Vielleicht entstehen wirklich intelligente Maschinen ja erst, wenn wir sie, ein wenig wie Kinder, bei der Hand nehmen und führen, unterrichten und ausprobieren lassen können. Bei modellbasierten Verfahren geben die Forscher den Systemen mit, was sie selbst über die Lösung einer Aufgabe wissen: „Dass Körper herunterfallen und wann sie unten ankommen, was eine Wurfparabel ist, das ist Teil des Modells.“

Das maschinelle Lernen ermöglicht es den Maschinen, Aufgaben selbstständig zu erlernen und sich der Umgebung anzupassen. Sehr weit liegen modellbasierte Verfahren und maschinelles Lernen nicht auseinander, da auch mit Lernverfahren Modelle der Welt erstellt, d.h. gelernt werden, wie beispielsweise beim Reinforcement-Lernen. Sehr erfolgreich war in letzter Zeit Deep Reinforcement Learning, mit dem KIs bei Atari-Spielen besser als Menschen waren, obwohl sie auch nur den Bildschirm gesehen und sonst keine zusätzlichen Daten bekommen haben.
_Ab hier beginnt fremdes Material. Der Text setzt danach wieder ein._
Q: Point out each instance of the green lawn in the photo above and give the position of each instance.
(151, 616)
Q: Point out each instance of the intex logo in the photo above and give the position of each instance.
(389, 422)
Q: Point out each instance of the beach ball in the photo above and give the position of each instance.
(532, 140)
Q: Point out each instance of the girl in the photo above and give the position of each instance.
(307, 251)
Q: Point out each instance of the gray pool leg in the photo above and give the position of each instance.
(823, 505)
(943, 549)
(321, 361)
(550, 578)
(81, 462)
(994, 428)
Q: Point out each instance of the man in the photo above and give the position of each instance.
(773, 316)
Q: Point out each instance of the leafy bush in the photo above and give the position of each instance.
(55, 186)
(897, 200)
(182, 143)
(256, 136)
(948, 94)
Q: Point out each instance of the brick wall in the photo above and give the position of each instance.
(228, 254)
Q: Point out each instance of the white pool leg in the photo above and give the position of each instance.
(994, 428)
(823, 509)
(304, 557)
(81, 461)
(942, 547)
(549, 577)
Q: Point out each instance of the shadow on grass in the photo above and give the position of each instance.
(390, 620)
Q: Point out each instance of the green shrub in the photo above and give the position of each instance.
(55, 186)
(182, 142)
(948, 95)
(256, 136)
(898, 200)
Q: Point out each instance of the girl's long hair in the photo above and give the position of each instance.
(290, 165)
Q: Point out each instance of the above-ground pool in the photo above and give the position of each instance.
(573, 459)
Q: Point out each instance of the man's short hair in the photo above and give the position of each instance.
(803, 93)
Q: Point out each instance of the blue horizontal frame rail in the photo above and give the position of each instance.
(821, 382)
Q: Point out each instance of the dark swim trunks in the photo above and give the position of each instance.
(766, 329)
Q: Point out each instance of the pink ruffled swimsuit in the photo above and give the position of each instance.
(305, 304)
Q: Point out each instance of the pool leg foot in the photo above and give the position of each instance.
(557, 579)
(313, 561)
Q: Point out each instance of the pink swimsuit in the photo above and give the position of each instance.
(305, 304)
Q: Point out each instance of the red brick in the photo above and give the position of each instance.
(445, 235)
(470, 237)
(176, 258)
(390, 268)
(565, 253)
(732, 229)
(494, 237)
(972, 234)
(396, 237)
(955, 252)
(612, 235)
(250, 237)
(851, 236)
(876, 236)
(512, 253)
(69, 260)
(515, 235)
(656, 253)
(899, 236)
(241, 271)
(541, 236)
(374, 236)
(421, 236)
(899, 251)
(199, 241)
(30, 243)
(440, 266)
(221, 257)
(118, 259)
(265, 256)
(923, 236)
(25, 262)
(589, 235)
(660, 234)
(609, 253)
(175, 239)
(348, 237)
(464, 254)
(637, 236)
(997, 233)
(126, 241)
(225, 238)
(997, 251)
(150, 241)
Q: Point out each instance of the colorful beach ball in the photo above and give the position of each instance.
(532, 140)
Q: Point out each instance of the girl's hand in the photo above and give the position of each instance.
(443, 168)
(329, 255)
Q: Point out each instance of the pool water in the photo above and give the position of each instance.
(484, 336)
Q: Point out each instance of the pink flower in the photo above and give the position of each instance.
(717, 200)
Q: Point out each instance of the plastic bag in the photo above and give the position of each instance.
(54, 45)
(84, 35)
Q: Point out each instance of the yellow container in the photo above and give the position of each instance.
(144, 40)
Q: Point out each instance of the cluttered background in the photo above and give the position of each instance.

Deep Reinforcement Learning basiert auf Deep Learning, d.h. dem Lernen mit künstlichen neuronalen Netzen. Deep Learning benötigt eine große Anzahl von Trainingsdaten, um eine Aufgabe zu lernen. Zur Durchführung dieser Trainingsläufe reichen Hochleistungscomputer nicht mehr aus, es werden Grafikkartencluster benötigt – auch die JKU wird demnächst einen GPU-Cluster im LIT AI Lab anschaffen.

Doch selbst mit neuen Lernmethoden können sich Roboter nicht schneller bewegen als in Echtzeit. Auch eine ganze Reihe von Robotern parallel lernen zu lassen, wie es Googles Forschungslabor ausprobiert hat, führt nicht zu einem befriedigenden Ergebnis.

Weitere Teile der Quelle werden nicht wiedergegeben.